Hi!
I am trying to model a dataset where each object has a variable number of features.
In particular, I am trying to build on a finite approximated beta process-bernoulli process type of model, where each object has a variable-length list of values drawn from a normal distribution, and where the rest of the list is filled with some dummy values.
My example model is as follows:
import pymc3 as pm
import numpy as np
import scipy.stats.distributions as dist
import theano.tensor as tt
D = 100
A = 4
K = 15
poissons = dist.poisson.rvs(A, size=D)
normals = []
for p in poissons:
normals.append(
np.concatenate([dist.norm.rvs(0, 1, size=p), -999 * np.ones(K - p)]))
normals = np.asarray(normals)
with pm.Model() as model:
pis = pm.Beta('pis', A/K, 1, shape=K)
bs = pm.Bernoulli('bs', pis, shape=K)
ns = pm.Normal('ns', 0, 1, shape=K)
errs = pm.Normal('errs', -999, 1e-10, shape=K)
vs = pm.Normal('vs', tt.switch(tt.eq(bs, 0), ns, errs), 1, observed=normals)

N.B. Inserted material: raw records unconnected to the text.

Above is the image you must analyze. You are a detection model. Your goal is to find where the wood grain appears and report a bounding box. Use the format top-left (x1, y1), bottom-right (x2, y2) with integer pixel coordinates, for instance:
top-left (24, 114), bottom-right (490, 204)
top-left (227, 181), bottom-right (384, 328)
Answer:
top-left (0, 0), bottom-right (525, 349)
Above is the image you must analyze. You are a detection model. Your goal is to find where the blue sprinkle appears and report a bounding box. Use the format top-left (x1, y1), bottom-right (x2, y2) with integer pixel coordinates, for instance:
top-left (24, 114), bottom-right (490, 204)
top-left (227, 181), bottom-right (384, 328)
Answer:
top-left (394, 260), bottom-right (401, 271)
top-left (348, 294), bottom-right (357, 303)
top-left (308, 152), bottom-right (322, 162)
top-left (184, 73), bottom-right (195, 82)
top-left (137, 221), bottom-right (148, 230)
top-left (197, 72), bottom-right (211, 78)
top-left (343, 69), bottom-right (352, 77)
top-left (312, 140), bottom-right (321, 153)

Note that it tries to model the contained values with two different distributions: one for normal values ‘ns’ and one for dummy values ‘errs’. It seems to work fine if I simply have the switch inside the mean of a single Normal, but I would like in the future to have different types of distributions for ‘ns’ and ‘errs’.
Currently, when sampling:
with model:
trace = pm.sample(10)
I get the following error:
ValueError: Mass matrix contains zeros on the diagonal. Some derivatives might always be zero
.
Are there any suggestions on how to possibly avoid such error, or how to change the model so it works for the particular use case?
Thank you in advance!